Can you maybe recommend me good vacuum cleaners that get dog hair out of carpets? Preferably without a bag?


----------



## Dohyde34 (May 23, 2021)

I'm curious as well.


----------



## drunkenpoacher (Dec 20, 2016)

woky said:


> The one I'm currently using just can't get the carpets really clean.


My carpet cleaner does an outstanding job. She's about 5'1" blond, very fit and cuter than a basket full of kittens.


----------



## Buck Mann (Apr 16, 2003)

We've used a Dyson Animal for years with good results


----------



## Don Smith (Mar 23, 2004)

Do a search. I'm sure there's an extensive thread on this.


----------



## Southern skies (May 16, 2019)

I just bought a dyson Animal 2 Ball for bare floor. It is a Beast works great


----------



## Zhizhastok (9 mo ago)

Hey! Yes, you are in the right section. I also use a Dyson vacuum, and I can say that it is worth the money. This is a very common problem for pet owners. It was very difficult for me to find a good vacuum cleaner to fully help me clean my pet's hair from the carpets. I have a Persian cat, and it is so fluffy.

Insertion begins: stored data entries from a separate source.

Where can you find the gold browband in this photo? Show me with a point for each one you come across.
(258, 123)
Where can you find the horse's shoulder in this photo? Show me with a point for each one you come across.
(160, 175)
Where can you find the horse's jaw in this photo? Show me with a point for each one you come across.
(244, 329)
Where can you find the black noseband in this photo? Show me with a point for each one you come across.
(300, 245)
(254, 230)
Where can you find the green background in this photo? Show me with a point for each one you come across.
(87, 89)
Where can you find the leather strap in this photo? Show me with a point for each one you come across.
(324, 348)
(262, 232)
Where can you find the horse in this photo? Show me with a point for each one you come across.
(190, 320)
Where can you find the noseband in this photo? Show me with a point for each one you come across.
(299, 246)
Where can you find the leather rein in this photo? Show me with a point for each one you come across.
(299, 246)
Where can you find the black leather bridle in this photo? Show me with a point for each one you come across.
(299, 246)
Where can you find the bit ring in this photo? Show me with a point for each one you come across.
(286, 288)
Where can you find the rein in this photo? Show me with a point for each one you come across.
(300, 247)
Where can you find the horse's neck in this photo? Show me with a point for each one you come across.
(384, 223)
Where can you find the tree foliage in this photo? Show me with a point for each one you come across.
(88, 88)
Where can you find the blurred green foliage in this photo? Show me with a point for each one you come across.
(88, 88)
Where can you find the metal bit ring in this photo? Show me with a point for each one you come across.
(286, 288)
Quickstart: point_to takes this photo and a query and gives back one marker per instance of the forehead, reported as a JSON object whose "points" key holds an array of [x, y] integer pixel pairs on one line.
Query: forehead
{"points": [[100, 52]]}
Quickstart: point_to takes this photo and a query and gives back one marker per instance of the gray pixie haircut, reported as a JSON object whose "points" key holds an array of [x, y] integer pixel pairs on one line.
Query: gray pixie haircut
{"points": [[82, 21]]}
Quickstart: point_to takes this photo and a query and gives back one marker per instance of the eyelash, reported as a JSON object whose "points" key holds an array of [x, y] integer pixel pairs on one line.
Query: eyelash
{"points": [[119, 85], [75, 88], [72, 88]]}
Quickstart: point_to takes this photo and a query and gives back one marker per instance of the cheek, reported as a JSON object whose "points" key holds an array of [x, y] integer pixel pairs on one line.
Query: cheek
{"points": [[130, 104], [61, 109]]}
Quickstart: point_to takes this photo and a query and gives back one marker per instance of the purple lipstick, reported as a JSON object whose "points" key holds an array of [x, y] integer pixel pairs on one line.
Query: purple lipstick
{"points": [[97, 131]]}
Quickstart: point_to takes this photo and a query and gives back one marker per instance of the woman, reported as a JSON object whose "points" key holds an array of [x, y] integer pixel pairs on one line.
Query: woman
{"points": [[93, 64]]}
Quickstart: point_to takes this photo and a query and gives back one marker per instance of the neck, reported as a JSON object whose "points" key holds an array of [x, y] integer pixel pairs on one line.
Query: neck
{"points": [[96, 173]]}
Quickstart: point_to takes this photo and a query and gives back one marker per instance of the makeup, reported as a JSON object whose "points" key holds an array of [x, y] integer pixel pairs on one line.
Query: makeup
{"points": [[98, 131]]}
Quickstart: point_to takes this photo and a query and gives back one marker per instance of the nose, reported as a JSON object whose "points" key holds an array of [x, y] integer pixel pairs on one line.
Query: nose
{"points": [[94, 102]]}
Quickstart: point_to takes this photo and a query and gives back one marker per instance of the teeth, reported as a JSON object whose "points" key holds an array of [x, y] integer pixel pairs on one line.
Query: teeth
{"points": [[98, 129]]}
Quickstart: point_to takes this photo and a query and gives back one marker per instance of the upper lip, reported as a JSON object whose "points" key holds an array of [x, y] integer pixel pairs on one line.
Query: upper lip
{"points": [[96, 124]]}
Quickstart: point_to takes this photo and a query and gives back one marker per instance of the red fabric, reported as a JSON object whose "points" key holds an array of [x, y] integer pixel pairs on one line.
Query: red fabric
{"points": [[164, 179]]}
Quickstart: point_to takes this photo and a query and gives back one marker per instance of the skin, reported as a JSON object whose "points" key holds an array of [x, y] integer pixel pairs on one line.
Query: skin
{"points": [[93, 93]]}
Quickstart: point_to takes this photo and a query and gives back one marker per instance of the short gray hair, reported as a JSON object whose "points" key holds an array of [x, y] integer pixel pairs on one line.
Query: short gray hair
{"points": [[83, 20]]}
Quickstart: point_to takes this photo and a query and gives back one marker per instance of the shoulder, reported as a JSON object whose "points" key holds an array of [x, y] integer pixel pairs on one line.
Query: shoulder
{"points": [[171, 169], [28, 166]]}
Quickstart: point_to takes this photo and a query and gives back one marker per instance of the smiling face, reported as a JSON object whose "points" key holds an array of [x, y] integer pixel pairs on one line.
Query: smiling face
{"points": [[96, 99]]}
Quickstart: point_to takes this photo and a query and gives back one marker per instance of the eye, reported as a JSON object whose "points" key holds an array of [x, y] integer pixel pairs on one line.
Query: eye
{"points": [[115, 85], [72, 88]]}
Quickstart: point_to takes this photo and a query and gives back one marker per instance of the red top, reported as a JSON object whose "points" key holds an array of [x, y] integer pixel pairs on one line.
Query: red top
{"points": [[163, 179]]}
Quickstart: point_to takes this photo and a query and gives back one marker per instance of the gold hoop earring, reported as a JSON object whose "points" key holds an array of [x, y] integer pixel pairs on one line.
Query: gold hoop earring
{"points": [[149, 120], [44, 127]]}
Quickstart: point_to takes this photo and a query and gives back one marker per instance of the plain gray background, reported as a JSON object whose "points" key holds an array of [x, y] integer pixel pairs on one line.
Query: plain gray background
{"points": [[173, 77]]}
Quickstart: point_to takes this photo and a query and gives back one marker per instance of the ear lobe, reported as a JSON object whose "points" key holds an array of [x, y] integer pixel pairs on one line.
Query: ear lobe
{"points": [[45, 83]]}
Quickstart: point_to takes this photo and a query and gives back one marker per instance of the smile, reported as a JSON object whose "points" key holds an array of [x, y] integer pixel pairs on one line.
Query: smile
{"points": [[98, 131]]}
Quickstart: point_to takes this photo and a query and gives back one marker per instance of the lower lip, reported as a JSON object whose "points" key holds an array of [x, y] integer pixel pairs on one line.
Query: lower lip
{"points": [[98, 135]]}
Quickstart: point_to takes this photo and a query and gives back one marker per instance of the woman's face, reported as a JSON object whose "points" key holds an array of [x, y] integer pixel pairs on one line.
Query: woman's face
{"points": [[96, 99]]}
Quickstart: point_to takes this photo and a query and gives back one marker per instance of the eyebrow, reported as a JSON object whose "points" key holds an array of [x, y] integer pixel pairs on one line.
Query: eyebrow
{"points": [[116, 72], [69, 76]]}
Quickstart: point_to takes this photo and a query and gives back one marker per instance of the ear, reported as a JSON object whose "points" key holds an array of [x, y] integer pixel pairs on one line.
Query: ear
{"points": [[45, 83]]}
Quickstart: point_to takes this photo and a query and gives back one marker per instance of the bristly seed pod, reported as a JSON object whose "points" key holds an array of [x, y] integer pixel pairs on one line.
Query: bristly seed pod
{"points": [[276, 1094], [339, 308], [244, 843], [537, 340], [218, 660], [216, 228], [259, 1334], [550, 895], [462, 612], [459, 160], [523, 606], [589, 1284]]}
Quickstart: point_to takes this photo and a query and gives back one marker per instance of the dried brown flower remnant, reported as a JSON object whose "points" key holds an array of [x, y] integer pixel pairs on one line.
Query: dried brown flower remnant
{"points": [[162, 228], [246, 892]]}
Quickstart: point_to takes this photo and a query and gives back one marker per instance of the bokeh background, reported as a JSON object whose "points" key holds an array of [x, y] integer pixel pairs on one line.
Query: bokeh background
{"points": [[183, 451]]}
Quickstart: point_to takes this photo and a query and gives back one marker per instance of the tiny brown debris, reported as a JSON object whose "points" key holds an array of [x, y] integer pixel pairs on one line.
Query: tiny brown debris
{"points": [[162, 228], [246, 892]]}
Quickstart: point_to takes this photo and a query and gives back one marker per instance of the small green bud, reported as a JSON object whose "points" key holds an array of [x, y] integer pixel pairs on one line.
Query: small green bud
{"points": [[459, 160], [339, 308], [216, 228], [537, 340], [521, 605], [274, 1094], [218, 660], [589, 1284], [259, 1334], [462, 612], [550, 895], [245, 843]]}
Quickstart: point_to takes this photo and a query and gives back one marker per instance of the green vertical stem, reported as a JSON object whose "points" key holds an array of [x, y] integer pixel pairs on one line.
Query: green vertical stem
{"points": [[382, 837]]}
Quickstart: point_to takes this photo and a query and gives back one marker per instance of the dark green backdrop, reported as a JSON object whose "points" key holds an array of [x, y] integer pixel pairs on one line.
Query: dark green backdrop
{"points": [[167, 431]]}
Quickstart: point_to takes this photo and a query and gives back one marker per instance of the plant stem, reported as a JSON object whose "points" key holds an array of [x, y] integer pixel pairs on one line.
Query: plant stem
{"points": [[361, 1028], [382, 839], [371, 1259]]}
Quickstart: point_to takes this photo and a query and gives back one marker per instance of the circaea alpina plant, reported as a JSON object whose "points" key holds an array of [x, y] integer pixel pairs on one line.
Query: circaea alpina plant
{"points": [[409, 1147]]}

It has white hair, and the whole house was full of cat hair. Besides bothering me to have a house full of cat hair, my cat choked itself because of the hairballs in our house. I got a vacuum cleaner from Dyson, which is high quality, and it helped me get rid of all the hair in the house, and it helped my cat not choke itself. Also, I put into practice the solutions from cleverpetowners.com and also helped my cat a lot.


----------



## Eric Johnson (Dec 23, 2004)

I just bought a Bissell Crosswave X7. I like it a lot except for small jobs. If you use for 5 minutes or 45 minutes it still takes about 15 minutes to clean and reset. Mind this uses a liquid so you have to wash out two tanks (clean water and dirty) and re-assemble t. So, for just scattered clumps I go back to my 10 yr old Dyson. However, when I use the Bissel the floor really shines.


----------